I lost, abruptly

  • By Kada
  • 2012-04-15
  • Comments Off on I lost, abruptly

– Miss Elizabeth.

– I have struggled in vain but I can bear it no longer. These past months have been a torment. I came to rosings with the single object of seeing you. I have fought against my better judgement, my family’s expectation, the inferiority of your birth, my rank and circumstance…all those things..but I m willing to put them aside and ask you to end my agony.

– I don’t understand.

– I love you. Most ardently.

– Please do me the honour of accepting my hand.

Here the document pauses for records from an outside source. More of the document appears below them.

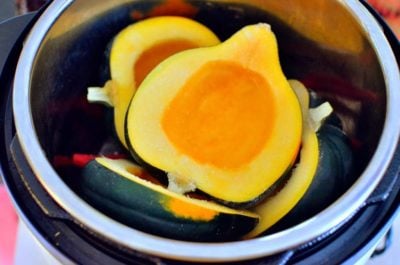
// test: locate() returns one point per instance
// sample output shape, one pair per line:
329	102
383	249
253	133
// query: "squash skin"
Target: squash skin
166	158
134	41
145	208
331	178
276	207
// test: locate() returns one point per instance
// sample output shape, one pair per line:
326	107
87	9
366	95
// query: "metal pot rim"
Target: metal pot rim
322	223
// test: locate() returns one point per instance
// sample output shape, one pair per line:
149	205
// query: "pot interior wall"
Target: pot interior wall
73	56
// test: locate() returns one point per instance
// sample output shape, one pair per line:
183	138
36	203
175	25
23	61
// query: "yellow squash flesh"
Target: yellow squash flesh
222	117
138	48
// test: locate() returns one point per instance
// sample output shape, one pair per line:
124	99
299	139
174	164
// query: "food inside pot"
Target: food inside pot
218	119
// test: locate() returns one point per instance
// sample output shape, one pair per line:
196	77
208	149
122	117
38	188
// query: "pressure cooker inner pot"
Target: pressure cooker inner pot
321	43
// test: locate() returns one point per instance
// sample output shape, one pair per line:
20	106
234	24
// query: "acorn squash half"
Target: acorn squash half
136	50
222	117
119	189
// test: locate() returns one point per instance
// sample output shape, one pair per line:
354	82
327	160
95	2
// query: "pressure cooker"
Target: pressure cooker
50	57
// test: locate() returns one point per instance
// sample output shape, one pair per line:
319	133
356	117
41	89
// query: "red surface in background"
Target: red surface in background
8	228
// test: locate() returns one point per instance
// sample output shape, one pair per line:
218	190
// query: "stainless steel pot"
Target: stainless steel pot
336	38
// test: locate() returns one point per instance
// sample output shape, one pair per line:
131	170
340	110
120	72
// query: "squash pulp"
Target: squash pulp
137	49
222	117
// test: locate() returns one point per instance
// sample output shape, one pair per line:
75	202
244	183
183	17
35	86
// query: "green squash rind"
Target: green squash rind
143	208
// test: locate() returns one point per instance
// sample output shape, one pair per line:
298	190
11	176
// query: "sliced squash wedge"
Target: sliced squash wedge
137	49
117	188
223	117
276	207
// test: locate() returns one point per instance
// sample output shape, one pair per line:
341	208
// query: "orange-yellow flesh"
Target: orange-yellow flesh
151	57
222	115
188	210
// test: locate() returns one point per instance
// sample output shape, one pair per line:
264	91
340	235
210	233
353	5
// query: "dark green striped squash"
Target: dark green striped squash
322	174
114	187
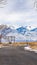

– Sir, I appreciate the struggle you have been through, and I am very sorry to have caused you pain. Believe me. It was unconsciously done.

– Is this your reply?

– Yes, sir.

– Are you laughing at me?

– No.

– Are you rejecting me?

– I’m sure the feelings which you told me, have hindered your regard will help you overcoming it.

– Might I ask why with so little endeavour civility I am thus repulsed?

– and I might as well enquire why with so evident a design of insulting me, you chose to tell me that you liked me against your better judgement?

– If I was uncivil, then that is some excuse. But you know I have other reasons. you know I have!

– What reasons?

– Do you think that anything might tempt me to accept the man who has ruined perhaps for ever the happiness of a most beloved sister?

– Do you deny it Mr.Darcy? did you separated a young couple who loved each other, exposing your friend to censure of the world for caprice and my sister to derision for disappointed hopes, involving them both in misery of the acutest kind?

– I do not deny it.

– How could you do it?

– Because I believed your sister indifferent to him.

– Indifferent?

– I watch them most carefully, and realised his attachment was much deeper than hers.

– That’s because she’s shy!

– Bingley too is modest, and was persuaded that she didn’t feel strongly.

– Because you suggested it.

– I did it for his own good.

– My sister hardly shows her true feelings to me!

– I suppose you suspect that his fortune had some bearing on the matter?

– No! I wouldn’t do your sister the dishonour.

– Though it was suggested …

– What was?

– It was made perfectly clear that an advantageous marriage…

– Did my sister give that impression?

– No, No! There was, however, I have to admit the metter of your family…

– Our want of connection? Mr Bingley didnt vex himself about that

– No, it was more than that.

– How, sir?

– It was the lack of propriety shown by your mother, your three younger sisters even on occasion and your father. Forgive me. You and your sister I must exclude from this.

– And what about Mr. Wickham?

– Mr. Wickham?

– What excuse can you give for your behaviour to him?

– You take an eager interest in that gentlemans’s concerns.

– He told me of his misfortunes.

– Oh yes, his misfortunes have been very great indeed.

– You ruined his chances, and yet treat him with sarcasm.

– So this is your opinion of me? Thank you for explaining so fully. Perhaps these offences might have been overlooked, it your pride had not been hurt

– My pride?

– by my honesty in admitting scruples about our relationship. Could you expect me to rejoice in the inferiority of your circumstances?

– And those are the words of a gentleman? from the first moment I met you, your arrogance and conceit, your selfish distain of the fellings of other, made me realize that you were the last man in the world I could ever be prevailed upon to marry.

– Forgive me, madam, for taking up so much of your time.